The same is true with regard to plaintiff's right lower extremity dysfunction. The was medical evidence establishing the existence of a radiculopathy extending into the sciatic and peroneal nerves, which impairment is known to cause pain and loss of sensation in the leg and foot. It also is known to be exacerbated by functional activities such as walking, sitting and standing. Plaintiff had a record of repeat falling that developed into a complete right foot drop. His motor dysfunction adversely affected his gait and station. He had gross athropy of the right perinea and foreleg with complete foot drop on the right, plantar extensor weakness and sensory loss over the dorsum and outer areas of the right foot. He had the lack of knee and ankle jerk responses. In other words, in addition to the clinical and diagnostic test results the medical evidence generated from physical examination by expert physicians repeatedly produced findings that supported plaintiff's accounts concerning the persistence, intensity and duration of the pain and dysfunction claimed by plaintiff.

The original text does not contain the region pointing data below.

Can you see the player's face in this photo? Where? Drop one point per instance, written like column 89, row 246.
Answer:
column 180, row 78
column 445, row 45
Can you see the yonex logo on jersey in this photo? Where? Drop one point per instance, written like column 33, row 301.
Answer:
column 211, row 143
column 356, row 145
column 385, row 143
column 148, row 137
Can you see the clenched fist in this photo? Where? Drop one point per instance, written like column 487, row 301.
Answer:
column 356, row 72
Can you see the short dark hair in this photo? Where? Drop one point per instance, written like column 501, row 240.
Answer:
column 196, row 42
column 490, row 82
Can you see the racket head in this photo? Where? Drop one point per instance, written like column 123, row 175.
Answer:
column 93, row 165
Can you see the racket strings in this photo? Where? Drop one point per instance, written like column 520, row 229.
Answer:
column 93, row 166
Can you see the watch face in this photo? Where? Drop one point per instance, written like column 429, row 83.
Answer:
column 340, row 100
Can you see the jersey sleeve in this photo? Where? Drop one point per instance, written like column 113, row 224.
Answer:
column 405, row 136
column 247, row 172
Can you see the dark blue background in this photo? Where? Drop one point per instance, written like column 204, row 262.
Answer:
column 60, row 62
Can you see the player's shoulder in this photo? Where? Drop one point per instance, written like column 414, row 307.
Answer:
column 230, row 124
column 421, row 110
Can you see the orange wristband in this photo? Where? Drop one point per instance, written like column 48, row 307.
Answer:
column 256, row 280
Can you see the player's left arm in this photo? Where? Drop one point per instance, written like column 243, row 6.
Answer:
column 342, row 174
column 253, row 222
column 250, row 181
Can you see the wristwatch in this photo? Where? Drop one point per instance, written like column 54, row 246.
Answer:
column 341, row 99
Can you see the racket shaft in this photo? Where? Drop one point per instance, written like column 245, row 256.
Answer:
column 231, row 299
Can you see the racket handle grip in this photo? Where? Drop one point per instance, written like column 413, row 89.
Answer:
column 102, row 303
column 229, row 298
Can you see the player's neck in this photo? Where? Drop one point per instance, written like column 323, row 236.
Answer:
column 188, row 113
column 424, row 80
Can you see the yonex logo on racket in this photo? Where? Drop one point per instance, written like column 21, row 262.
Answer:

It is against this backdrop that the ALJ must assess plaintiff's testimony about the limitations produced from his impairments during the insured period. The testing and diagnostic medical findings and test results clearly established limitations that were known and expected to establish the pain and limitations reported by plaintiff. There was no contrary medical evidence.

Assessments of plaintiff's pain and limitations under the Third Circuit's controlling standards noted above are entitled to great weight and cannot be discounted in the absence of contrary medical evidence.[9]


The ALJ clearly omitted limitations from plaintiff’s residual functional capacity assessment that were credibly established during the insured period by uncontradicted medical evidence. The ALJ likewise failed to assess plaintiff's complains of pain and limitations in accordance with the Third Circuit's controlling standards. As a result, the administrative decision under review is not “supported by substantial evidence” for purposes of § 405(g). A remand for further administrative proceedings is required.

For the reasons set forth above, plaintiff’s motion for summary judgment will be granted to the extent it seeks to have the decision of the Commissioner vacated and the matter remanded for further proceedings consistent with this opinion, the Commissioner’s motion for summary judgment will be denied and final judgment will be entered in favor of plaintiff and against the Commissioner. Appropriate orders will follow.